Iyiora Anam is one of the towns in Anam City,  Anambra West Local Government Area of Anambra State, southeastern Nigeria. Iyiora is the eldest in Anam and the smallest town in Anam, Anambra West of Anambra State.

Economy 
The main occupation of Iyiora people is trading and farming. They depends mainly on agriculture and commerce for their daily livelihood.

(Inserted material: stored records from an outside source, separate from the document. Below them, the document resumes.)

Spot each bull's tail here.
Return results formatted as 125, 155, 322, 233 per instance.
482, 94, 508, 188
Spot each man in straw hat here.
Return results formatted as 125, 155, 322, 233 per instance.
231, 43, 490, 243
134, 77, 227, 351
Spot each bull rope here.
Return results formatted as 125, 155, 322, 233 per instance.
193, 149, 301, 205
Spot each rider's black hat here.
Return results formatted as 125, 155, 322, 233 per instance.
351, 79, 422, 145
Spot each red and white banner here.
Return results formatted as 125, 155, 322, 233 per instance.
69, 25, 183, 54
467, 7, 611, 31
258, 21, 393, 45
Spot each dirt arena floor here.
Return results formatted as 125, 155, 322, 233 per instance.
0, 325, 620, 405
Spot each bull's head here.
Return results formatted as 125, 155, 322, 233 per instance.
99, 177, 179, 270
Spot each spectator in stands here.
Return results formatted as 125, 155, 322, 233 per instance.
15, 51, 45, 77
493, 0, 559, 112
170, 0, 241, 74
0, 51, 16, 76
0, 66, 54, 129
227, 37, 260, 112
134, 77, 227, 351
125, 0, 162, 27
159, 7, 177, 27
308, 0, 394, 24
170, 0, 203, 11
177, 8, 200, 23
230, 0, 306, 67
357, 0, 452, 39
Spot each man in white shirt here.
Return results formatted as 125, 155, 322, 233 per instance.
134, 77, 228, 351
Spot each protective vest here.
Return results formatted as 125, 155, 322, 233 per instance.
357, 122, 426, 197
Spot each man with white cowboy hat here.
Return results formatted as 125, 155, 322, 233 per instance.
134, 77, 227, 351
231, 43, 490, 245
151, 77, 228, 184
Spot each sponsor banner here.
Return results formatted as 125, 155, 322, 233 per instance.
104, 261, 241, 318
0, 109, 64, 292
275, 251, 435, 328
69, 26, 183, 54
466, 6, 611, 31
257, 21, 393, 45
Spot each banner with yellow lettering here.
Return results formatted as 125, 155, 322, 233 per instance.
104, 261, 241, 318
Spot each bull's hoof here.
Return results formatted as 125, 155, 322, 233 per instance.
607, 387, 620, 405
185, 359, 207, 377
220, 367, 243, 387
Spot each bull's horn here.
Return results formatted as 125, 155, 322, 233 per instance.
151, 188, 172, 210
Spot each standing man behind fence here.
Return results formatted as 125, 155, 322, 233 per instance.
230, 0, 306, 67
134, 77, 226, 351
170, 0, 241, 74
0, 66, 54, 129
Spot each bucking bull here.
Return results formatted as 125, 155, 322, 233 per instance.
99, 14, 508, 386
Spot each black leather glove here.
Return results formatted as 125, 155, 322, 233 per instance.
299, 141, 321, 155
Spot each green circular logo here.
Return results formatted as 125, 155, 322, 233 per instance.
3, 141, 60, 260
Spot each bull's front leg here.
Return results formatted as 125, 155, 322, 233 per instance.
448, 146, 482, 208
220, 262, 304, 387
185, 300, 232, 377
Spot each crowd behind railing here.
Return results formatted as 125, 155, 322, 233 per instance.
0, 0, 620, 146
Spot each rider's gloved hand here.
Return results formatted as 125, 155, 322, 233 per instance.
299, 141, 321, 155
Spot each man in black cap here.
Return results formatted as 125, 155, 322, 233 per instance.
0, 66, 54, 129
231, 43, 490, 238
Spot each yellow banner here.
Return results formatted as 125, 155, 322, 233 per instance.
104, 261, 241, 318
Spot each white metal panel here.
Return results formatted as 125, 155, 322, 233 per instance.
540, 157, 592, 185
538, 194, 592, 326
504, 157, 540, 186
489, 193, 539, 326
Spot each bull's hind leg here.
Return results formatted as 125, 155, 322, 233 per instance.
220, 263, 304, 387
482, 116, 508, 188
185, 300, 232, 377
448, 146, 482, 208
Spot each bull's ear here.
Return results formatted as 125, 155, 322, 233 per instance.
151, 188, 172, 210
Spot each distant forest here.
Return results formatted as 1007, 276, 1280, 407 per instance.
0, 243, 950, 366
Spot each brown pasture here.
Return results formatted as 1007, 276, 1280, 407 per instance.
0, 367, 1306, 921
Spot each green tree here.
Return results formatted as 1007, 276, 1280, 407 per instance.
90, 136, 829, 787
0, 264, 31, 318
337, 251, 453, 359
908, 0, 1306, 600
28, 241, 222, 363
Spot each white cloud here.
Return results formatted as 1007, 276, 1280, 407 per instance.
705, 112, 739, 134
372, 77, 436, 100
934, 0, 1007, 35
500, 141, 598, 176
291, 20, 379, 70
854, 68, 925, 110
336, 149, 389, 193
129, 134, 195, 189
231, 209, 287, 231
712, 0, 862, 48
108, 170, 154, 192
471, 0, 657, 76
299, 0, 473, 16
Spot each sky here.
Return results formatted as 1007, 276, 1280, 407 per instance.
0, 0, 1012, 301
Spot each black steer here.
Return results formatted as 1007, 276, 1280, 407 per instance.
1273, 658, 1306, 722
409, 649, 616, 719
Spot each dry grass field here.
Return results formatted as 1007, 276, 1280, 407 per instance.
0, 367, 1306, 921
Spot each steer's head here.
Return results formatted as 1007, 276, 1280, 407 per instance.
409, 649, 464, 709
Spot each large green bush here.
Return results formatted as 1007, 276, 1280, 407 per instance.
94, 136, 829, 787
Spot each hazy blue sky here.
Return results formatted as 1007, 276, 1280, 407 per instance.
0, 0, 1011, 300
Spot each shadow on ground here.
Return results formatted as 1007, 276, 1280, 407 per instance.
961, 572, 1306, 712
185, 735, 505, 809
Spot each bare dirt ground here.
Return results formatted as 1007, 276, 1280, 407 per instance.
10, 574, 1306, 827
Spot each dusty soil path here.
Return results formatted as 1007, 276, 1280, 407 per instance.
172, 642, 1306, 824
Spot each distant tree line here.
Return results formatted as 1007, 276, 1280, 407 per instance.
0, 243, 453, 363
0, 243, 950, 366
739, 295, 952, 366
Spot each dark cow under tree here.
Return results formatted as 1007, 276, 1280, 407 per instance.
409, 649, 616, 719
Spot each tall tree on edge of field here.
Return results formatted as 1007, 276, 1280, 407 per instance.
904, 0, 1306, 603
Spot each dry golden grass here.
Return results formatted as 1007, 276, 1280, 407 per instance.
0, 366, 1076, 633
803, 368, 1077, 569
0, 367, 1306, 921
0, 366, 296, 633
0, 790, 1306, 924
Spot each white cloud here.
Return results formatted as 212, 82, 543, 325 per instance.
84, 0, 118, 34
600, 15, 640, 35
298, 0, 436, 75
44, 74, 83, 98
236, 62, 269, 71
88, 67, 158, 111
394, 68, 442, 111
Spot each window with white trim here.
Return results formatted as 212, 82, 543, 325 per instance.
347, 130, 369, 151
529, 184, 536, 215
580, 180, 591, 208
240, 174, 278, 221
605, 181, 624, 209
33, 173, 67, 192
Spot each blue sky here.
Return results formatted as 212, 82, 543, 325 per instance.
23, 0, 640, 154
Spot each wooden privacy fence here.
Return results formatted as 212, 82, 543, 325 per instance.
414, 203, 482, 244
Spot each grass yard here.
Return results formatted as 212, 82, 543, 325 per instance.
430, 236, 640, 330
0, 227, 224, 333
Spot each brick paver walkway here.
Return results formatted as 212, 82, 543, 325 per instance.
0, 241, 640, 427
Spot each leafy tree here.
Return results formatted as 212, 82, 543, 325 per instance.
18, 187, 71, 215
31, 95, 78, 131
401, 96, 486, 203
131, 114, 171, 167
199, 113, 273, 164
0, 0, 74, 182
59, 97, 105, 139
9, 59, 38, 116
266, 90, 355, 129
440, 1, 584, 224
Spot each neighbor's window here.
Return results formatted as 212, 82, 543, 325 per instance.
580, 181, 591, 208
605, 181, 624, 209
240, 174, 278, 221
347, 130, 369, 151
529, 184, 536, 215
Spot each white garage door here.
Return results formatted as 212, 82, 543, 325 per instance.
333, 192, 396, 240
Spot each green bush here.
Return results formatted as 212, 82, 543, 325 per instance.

The location of the town within the tropical rainforest gives it the ecological basis for production of a wide range of tropical agricultural crops with widespread potential for industrial conventions. Most Iyioras have out-station gardens where they usually cultivate their farm products. The prime cash crops include groundnut, maize, pepper, melon, etc. Food crops such as yam, cassava, potato and cocoyam are also produced in large quantities.

Fish Catching 
Iyiora people do know how to catch fish a lot. Fish are normally caught in the wild and water. Techniques for catching fish include hand gathering, spearing, netting, angling and trapping. Iyiora is among the towns that is catching fish in Ezichi river and other rivers in Anam city and other Ananbra state rivers.

Marriage 
Iyiora Anam sees marriage as a happy life for couples to enjoy together. It is also for procreation, carrying out economic activities together and joint ownership of wealth and investments. Have everything together.

Obanwa 
This is the first formal ceremony performed by would-be parents-in-law after proposal. The parent of the young man takes ego ise (five naira) and some drinks to the girl's parents to declare their intention. At this point, if accepted the girl is betrothed to the young man.

Oli Iyi 
This is the final marriage rite performed at the eldest man's house; it's after this ceremony that the girl goes to the man's house.